BUCKLEY AIR FORCE BASE, Colo. --
Note: This article is the first in a monthly series for 2017, commemorating the 70th anniversary of the US Air Force by recognizing notable events and persons in Air Force history
In the pantheon of US Air Force icons, there are few who match Brigadier General Robin Olds in the popular imagination of today’s Airmen. The son of an important figure in Air Force history in his own right, Major General Robert Olds, Robin’s life and military career combined equal parts personal dash with an intense dedication to wringing the absolute best out of his troops that he possibly could. A 1943 graduate of West Point, Olds achieved triple ace status by shooting down 16 planes in World War II and Vietnam, married Hollywood actress Ella Raines, served as commandant of the US Air Force Academy, and even played football well enough at West Point to be elected to the College Football Hall of Fame.
However, Olds became a legend for his creative, take-charge style and the esprit de corps he cultivated with those who served under him, particularly during his time as commander of the 8th Tactical Fighter Wing from September 1966 to September 1967. Arriving on station at Ubon Royal Air Base, Thailand, he implemented the leadership philosophy he had learned at the feet of his father:
“Know the mission, what is expected of you and your people…make sure they know the buck stops with you, that you’ll shoulder the blame when things go wrong. Correct without revenge or anger. Recognize accomplishment. Reward accordingly. Foster spirit through self-pride, not slogans, and never at the expense of another unit…Respect the talents of your people. Have the courage to delegate responsibility and give the authority to go with it.”

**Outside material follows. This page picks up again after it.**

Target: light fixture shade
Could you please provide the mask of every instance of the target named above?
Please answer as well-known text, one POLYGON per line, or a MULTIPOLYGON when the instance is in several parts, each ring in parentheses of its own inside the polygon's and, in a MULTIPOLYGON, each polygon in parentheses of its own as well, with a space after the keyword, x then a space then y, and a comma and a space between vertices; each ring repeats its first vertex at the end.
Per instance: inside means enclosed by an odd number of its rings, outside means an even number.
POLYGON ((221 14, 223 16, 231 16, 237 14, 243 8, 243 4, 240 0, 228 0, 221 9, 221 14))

Olds’ dedication to empowering his troops manifested itself early on, when he discovered his pilots creating a tactics manual from intelligence and mission reports, an effort that the previous commander had not been aware. “Go for it guys, I’m right with you!” he told them. But perhaps the most famous example of Olds’ flair and warrior ethos was Operation BOLO, which took place on 2 January 1967. First conceived by Olds and Captain J.B. Stone, BOLO’s fame lies in its sheer audacity as a tactical ruse. Combat losses of F-105s to the more agile MiG-17s and MiG-21s along bombing routes to North Vietnam had become particularly heavy by late 1966, but the MiGs tended to disengage when confronted with F-4 fighters. In response, Olds and his operations team developed a plan to launch seven separate flights of F-4s towards the North Vietnamese air base at Phuc Yen, using the call signs, formations, and flight routes of the F-105s, in order to lure the MiG pilots into a trap; the planes even had the F-105s’ signal jammers equipped in order to replicate their defensive counter-measures. The ruse proved to be wildly successful—although reports differ, at least five and as many as seven MiG-21s were destroyed in one engagement, including one by Olds himself. Four days later, another two planes were shot down. These losses hamstrung the North Vietnamese Air Force to such an extent that another MiG engagement did not take place until mid-March 1967.
Today, Airmen across the Air Force continue to revere General Olds for his no-nonsense, proactive leadership and willingness to lay his reputation on the line for those who served under him. His most notorious contribution to Air Force culture is “Mustache March,” when Airmen across the service grow their own “bulletproof mustache” in mimicry of the flamboyant, waxed version that Olds grew following Operation BOLO—which he later shaved off upon receiving a direct order to do so from the Chief of Staff of the Air Force, General John McConnell.